Readers Write: Rebranding Marxism does not change the product — only its name

The Island Now

I would like to respond to Dr. Hal Sobel’s letter (March 1, “A better life for all by any name”). I quote Vladimir Lenin, “The goal of socialism is communism.”

Since there are no Scandinavian countries that nationalize their means of production, it is incorrect to refer to Scandinavian countries as “socialist.”

On the other hand, what is being proposed by the likes of Bernie Sanders and his fellow Democratic socialists is identical to South American “socialism.”

As currently in Venezuela, the results of a totalitarian system that attempts to correct economic inequalities by redistribution or other kinds of direct state intervention are economic ruin and dire consequences for the people.

A reading of the following articles offer a different view of European socialism:
Forbes: “European Socialism: Why America Doesn’t Want It,” by Lars Christensen, October 25, 2012 and The Federalist: “Scandinavia Isn’t A Socialist Paradise,” by Kelly McDonald, Aug. 11, 2015.

Like most Americans, I prefer being allied with the liberty, freedom and values that our American patriots and soldiers fought and died for than siding with the demagogues who will lead us to a 1984 Marxist style totalitarianism.

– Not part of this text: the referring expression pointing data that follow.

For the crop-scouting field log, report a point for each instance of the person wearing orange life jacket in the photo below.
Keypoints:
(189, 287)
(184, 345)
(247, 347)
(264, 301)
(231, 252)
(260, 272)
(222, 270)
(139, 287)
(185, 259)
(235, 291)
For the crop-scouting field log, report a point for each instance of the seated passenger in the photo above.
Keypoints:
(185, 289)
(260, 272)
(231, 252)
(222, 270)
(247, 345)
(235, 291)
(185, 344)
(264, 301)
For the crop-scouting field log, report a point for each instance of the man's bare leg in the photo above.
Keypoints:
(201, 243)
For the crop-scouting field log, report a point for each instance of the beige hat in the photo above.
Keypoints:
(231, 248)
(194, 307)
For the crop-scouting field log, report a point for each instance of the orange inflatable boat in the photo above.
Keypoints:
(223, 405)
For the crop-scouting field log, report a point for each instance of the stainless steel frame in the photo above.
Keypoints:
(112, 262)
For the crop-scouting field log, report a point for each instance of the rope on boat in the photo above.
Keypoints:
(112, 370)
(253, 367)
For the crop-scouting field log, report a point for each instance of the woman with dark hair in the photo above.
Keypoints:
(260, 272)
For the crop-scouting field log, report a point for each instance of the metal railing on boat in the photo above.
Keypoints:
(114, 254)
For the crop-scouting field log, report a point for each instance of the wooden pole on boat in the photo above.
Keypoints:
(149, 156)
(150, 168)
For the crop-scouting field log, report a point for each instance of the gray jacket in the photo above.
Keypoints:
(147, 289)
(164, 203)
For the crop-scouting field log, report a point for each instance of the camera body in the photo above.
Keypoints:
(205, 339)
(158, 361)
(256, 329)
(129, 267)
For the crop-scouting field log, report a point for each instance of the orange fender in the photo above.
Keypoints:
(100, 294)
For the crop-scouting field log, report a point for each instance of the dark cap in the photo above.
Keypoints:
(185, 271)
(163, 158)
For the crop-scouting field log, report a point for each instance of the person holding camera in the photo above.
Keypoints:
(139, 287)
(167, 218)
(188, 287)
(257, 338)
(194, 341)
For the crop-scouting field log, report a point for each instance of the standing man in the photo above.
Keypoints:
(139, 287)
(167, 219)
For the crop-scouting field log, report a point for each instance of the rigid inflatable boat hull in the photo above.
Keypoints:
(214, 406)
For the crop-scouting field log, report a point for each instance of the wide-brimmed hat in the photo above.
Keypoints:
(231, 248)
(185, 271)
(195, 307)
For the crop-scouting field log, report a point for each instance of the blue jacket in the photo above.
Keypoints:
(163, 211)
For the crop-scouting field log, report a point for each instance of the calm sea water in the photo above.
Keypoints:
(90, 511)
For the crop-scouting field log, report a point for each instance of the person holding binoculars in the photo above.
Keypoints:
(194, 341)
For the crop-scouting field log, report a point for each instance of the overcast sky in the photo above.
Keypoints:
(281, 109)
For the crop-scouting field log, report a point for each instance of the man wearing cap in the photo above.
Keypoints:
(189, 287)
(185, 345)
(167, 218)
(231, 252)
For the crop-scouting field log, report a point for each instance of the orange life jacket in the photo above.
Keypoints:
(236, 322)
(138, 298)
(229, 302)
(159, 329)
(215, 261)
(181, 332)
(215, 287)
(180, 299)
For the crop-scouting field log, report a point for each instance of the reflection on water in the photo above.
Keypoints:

In conclusion, I quote Alexander Solzhenitsyn’s warnings to the naive youth of America of the horrible realities of socialism, stated in Washington, DC on June 30, 1975:

“In pre-revolutionary Russia… there were attempts on the tsar’s life… During these years, about 17 persons a year were executed… The Cheka (Lenin’s communist secret police)… in 1918 and 1919… executed, without trial, more than a thousand persons a month. At the height of Stalin’s terror in 1937-38… more than 40,000 persons were shot per month. Here are the figures: 17 a year… 1,000 a month, more than 40,000 a month.”

Solzhenitsyn explained how government-run healthcare, (i.e. single payer healthcare) provided a cover for Stalin’s political opponents to be “diagnosed” with psychiatric problems and given compulsory “treatment”:

“It is not detente (a lessening of tension) if we here… can spend our time agreeably while over there people are groaning and dying and in psychiatric hospitals. Doctors are making their evening rounds… injecting people with drugs which destroy their brain… There are tens of thousands of political prisoners in our country… under compulsory psychiatric treatment.”